Non-Surgical Correction of Refractive Problems
Glasses are the most common aid used to correct refractive errors. The advantages glasses offer include lower cost, easy maintenance, and versatility. Disadvantages however include change in cosmetic appearance, limited lifespan, restriction of peripheral vision and interference with recreational activities. Although surgical methods of correction are becoming increasingly popular today, glasses will always remain a reliable source of correction.
Contact lenses have become a popular alternative to glasses. Some advantages contact lenses have over glasses include a more precise vision, more freedom during recreational activities, and less detraction from appearance. Contact lenses however do not come without their own problems. First, they require regular cleaning otherwise serious infections can occur. Second, not everyone can tolerate a contact lens. Some eyes are too dry or sensitive. As well, such refractive problems as high degrees of astigmatism cannot be corrected with contact lenses. In short, although an alternative for some, contact lenses still fall short as a solution to refractive problems.

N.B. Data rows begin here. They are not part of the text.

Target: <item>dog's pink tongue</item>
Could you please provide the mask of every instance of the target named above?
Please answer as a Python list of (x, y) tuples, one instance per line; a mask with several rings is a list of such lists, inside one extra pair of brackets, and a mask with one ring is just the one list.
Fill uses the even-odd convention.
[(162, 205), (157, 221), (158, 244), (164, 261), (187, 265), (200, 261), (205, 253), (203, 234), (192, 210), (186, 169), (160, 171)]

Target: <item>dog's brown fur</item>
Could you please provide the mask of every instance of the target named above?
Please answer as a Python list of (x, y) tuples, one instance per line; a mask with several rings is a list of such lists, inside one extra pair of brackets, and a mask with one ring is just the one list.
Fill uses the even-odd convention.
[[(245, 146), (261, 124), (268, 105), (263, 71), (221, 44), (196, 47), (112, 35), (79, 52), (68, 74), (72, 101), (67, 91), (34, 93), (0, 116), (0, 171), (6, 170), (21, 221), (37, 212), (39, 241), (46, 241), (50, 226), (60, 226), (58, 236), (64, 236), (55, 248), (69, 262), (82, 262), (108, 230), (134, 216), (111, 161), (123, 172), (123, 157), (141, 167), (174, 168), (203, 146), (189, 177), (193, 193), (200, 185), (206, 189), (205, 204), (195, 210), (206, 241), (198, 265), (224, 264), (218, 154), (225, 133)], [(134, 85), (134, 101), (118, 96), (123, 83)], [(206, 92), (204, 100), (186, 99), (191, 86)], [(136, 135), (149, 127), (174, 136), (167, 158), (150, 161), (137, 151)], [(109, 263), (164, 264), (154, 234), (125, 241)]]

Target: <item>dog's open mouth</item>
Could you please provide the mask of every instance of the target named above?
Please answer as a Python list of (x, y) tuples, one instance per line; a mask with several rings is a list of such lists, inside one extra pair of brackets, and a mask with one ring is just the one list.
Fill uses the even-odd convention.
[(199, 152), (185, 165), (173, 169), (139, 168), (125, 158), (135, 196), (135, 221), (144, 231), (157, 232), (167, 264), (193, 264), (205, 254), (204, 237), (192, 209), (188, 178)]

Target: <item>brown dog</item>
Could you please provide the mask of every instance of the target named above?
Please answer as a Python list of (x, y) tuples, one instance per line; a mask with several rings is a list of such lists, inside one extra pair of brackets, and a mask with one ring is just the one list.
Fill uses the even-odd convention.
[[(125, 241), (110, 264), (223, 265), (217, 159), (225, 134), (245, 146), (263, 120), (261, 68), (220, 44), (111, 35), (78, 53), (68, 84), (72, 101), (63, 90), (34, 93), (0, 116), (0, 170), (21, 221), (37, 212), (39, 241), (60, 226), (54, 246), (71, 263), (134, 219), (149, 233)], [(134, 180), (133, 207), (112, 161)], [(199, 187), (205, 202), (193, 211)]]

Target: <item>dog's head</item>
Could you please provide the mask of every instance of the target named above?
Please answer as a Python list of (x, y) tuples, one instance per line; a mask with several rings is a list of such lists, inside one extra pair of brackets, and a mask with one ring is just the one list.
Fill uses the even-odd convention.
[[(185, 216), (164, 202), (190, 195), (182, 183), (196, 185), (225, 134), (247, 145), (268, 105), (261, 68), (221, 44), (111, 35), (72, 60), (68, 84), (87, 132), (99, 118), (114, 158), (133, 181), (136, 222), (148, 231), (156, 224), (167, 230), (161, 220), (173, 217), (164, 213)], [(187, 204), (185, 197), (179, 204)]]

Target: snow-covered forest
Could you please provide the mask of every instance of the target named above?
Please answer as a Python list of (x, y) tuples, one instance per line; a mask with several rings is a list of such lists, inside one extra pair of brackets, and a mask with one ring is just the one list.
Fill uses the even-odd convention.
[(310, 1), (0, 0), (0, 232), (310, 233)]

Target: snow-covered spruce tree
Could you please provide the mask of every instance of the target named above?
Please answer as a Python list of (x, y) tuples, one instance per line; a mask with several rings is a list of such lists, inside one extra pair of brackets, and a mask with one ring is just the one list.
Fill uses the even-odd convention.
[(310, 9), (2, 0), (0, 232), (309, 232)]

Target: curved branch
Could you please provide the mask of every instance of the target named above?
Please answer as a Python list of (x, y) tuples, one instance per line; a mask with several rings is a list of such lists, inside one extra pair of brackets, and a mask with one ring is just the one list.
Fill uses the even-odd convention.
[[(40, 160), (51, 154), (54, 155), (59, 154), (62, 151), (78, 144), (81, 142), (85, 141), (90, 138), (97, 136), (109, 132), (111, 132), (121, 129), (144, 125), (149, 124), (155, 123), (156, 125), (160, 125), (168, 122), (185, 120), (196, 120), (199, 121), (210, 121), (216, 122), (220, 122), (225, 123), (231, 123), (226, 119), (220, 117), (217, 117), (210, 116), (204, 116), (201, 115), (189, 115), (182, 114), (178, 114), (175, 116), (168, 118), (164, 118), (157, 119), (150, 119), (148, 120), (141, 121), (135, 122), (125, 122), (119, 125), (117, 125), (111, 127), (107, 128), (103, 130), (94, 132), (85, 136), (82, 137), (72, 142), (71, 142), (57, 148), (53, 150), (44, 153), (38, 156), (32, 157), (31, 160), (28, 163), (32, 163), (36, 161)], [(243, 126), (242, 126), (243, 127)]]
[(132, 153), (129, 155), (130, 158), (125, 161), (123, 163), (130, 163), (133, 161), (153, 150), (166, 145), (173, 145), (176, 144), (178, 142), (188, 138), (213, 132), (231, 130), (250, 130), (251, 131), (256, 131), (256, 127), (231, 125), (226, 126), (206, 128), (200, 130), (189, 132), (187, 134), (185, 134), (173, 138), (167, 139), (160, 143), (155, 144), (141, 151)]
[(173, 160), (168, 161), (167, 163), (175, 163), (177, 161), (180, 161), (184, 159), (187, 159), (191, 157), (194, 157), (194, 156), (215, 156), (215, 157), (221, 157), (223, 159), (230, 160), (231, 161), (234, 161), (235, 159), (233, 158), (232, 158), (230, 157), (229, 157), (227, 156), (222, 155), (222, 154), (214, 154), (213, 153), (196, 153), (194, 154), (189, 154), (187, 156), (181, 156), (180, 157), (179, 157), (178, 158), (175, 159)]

In an attempt to correct refractive errors, several other non-surgical techniques have been introduced over the years, including eye exercises, acupressure, and orthokeratology. These methods may lead to temporary improvement, however they have not proven to be a permanent solution. Since refractive problems are the result of an anatomical irregularity, methods that do not offer a change of the anatomy's structure cannot offer any lifetime solution.